Mitochondria generate the ATP used by eukaryotic cells as a source of chemical energy, and this generation involves the establishment of very large electrical potentials across the mitochondrial membrane. This much I knew, but what I was not aware of is that it is hypothesized that physical proximity between the mitochondrial DNA and the membrane is crucial to mitochondrial function. Apparently, mitochondrial gene expression is regulated by the oxidation state of the encoded proteins, and the oxidation state presumably rapidly decays to “normal” as a function of distance from the membrane.
Put more simply: to have lots of energy, a cell needs a lot of energy sources, and these need to be located near membranes. Mitochondria satisfy these needs.
Some prokaryotes, as we saw with Epulopiscium, might have lots of DNA in their large cellular volumes, but since “ATP synthesis scales with plasma membrane surface area but protein synthesis scales with cell volume,” this won’t lead to efficient energy use. Lane and Martin note that Thiomargarita namibiensis has thousands of copies of its genome localized to a “shell” just inside its plasma membrane, but this still leaves it with the same scaling problem: the demands of the cell volume outweigh the supply from its surface. Only eukaryotes, it seems, have dealt with the issue by recruiting an endosymbiotic organelle that provides both ATP and lots of membrane area.
The problem, and its resolution, remind me of lungs. Small animals don’t need lungs: their surface area is sufficient for diffusion of gases across surfaces to supply the needs of the animal’s bulk. A human is about 1000x larger in length than an ant, and so, with a similar anatomy, would have 10^6 times as much surface area but 10^9 as much volume — clearly a problem. The solution: lungs, which provide an enormous surface area for gas exchange — human lungs are about 100 square meters in extent!

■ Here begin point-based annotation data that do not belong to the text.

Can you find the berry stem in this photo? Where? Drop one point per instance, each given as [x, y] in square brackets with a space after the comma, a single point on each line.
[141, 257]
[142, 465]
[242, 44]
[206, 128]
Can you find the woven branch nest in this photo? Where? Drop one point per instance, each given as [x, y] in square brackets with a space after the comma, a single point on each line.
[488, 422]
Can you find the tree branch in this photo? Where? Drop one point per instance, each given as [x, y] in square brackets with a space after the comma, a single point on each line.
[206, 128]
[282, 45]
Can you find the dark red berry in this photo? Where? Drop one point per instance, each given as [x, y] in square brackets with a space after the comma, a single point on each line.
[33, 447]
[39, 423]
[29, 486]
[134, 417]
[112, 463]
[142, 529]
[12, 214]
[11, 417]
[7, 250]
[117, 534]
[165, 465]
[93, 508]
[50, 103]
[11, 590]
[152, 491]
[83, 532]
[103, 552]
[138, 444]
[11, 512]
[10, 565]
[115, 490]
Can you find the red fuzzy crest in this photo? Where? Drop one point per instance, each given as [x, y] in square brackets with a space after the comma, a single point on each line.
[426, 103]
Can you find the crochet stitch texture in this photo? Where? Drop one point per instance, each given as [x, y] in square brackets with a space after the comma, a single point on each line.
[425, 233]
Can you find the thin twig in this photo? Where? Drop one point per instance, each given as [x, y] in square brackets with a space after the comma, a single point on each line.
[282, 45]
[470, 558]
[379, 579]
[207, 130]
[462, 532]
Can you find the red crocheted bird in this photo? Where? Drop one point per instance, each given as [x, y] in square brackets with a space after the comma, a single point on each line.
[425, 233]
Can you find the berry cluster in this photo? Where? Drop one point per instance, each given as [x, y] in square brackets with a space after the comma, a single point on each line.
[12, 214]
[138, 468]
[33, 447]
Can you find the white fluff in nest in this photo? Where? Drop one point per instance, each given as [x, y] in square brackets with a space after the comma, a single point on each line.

This raises the question, though, of why prokaryotes don’t try the same trick, making folds and corrugations, poking inside or outside, that vastly expand their surface area. Localizing ATP-related genes to the vicinity of the membranes, perhaps with many copies of plasmids rather than the whole genome, should achieve the same ends as the eukaryotic adoption of mitochondria. Why aren’t there any star-shaped bacteria? Perhaps there’s some mechanical reason — maybe non-convex shapes or high curvatures are hard for bacteria to maintain. (Though viruses don’t seem to have problems with controlling small-scale geometries.) Or perhaps somewhere out there there’s a pincushion-shaped prokaryote, just waiting to be found…
Update (Dec. 4): Both Matt Jemielita and Tristan Ursell point out that there are star-shaped bacteria: Stella and prosthecate bacteria (link1, link2, link3), and both direct me to papers by Kevin Young, which I should probably read!
2 thoughts on “Where are the star-shaped bacteria?”
My guess: if transport is limited by diffusion from a distance source to the general vicinity of the bacterium, you may not gain much by adding membrane surface area (starfish-like bacterium). In the lungs, air is moved by convection except over the last little bit, so you do gain by adding membrane surface area. It may boil down to the Peclet number.
Good point — this makes sense for transport of gases or dissolved molecules. For simply having a large surface over which to have a membrane potential, like the mitochondria do, it’s not clear to me that diffusion would matter.